Most home inspections will take between 2 and 3 hours, depending on the size, age, and overall condition of the house. During the inspection, the inspector will review the condition of the entire house, unless otherwise specified. They will report back on the quality of each aspect of the home and, if any problems exist, will suggest methods for repair and potential costs associated with that.
A thorough inspection will cover the following:
- Roof and attic inspection
- Other Water leaks
- Electrical system
- Heating and cooling systems
- Walls, ceilings, and floors
- Windows and doors
- Structure and foundation
The cost to purchase and close on a house can be expensive without the additional costs of a home inspection. But this is even more of a reason why you should get a home inspection instead of trying to save. You and your agent will likely not be able to identify all the significant problems with a house. Sure, you may be able to detect problems with leaky faucets, damaged windows, or chipped paint. But can you discover if there is a major electrical problem? A severely damaged roof? Poor plumbing?

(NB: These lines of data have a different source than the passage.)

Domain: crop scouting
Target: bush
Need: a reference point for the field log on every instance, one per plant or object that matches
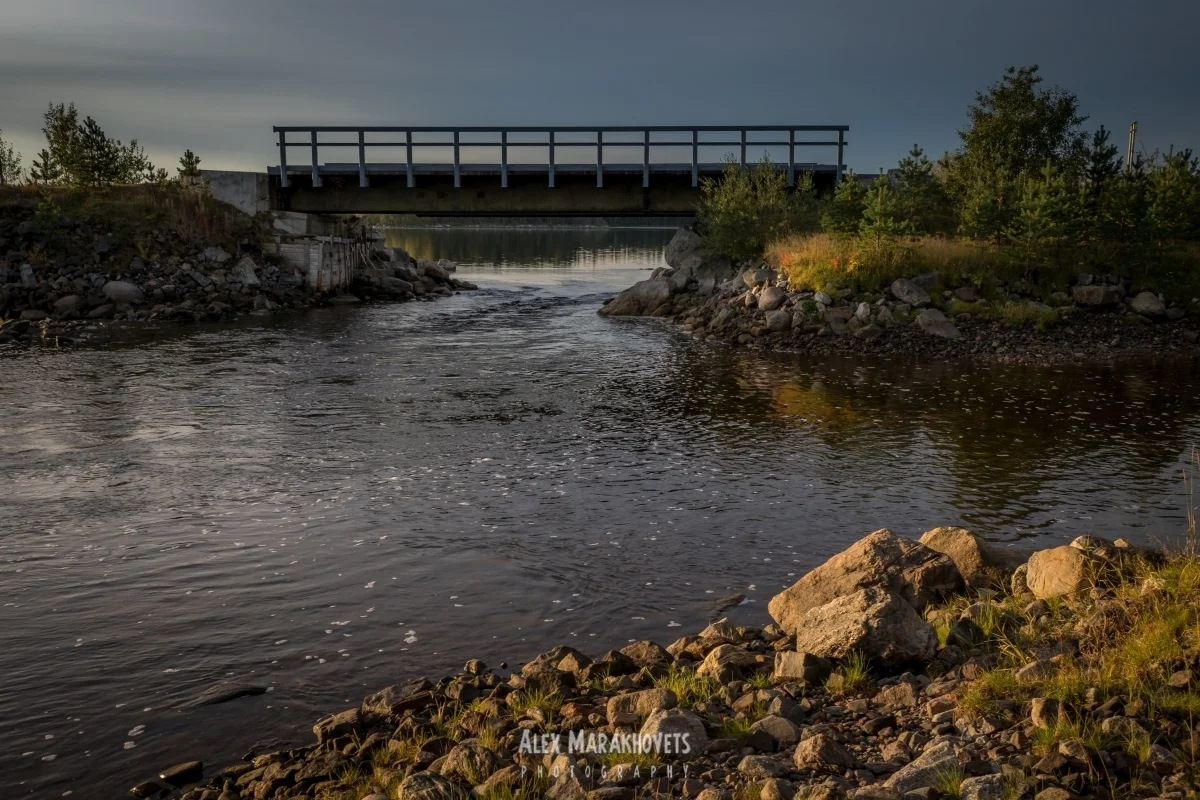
(749, 206)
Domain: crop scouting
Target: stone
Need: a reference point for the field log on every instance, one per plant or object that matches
(427, 786)
(874, 621)
(821, 752)
(693, 739)
(934, 322)
(779, 320)
(683, 245)
(123, 293)
(181, 774)
(245, 271)
(905, 290)
(469, 762)
(1057, 571)
(639, 300)
(880, 559)
(726, 662)
(802, 667)
(633, 707)
(983, 787)
(1095, 295)
(772, 298)
(975, 558)
(783, 732)
(925, 770)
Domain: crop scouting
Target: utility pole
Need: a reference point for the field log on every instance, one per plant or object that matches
(1133, 144)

These are problems that, if left unrepaired, can end up costing you significantly more than the home inspection itself. This makes purchasing a home inspection essential to protecting your investment and your family.
For instance, if you choose not to get a home inspection and some of the additional services, you might save $1000 in the short term. Then, after a year, the following problems (and costs) present themselves:
- An outdated electrical system that costs $10,000 to get up to code
- A broken furnace that costs $6000 to replace
- A warped and cracked floor that costs $2000 to repair
You now have an additional cost of $18,000 added to your investment! All of this could have been avoided if you had simply paid for the home inspection upfront.
If protecting your family and the most substantial investment of your life is not reason enough to purchase a home inspection before buying, here are a few more:
- Negotiation tool - If some problems are revealed, even those with cheap and quick solutions, you can use that as a negotiation tool. You may be able to lower the price or get the seller to pay for the repairs before you move in.
- Back out option - if you are not 100% sold on the house, a home inspection can be a make or break for the deal. If the house inspection reveals problems, then you can easily back out without any complications.
- Forecast future costs - If major problems are revealed, but you are still interested in the house, a home inspection will help you accurately forecast what future expenses you will have on top of the final sales price.
The additional inspection services can get expensive really quickly. Although not each of them is needed, you might consider some of them. For instance, if you are purchasing a home built prior to 1978, you may have lead in the paint or the pipes. Asbestos was used in homes up to 1989, and mold or radon testing can be helpful since they can be extremely damaging if left untreated.
When considering the costs for a home inspection and related services, it is important to remember that it is merely a way to protect your investment. The inspection can save you from purchasing a major fixer-upper or make you aware of future costs. And, if the home inspection reveals no problem, then you can rest assured that your family and your investment will be protected.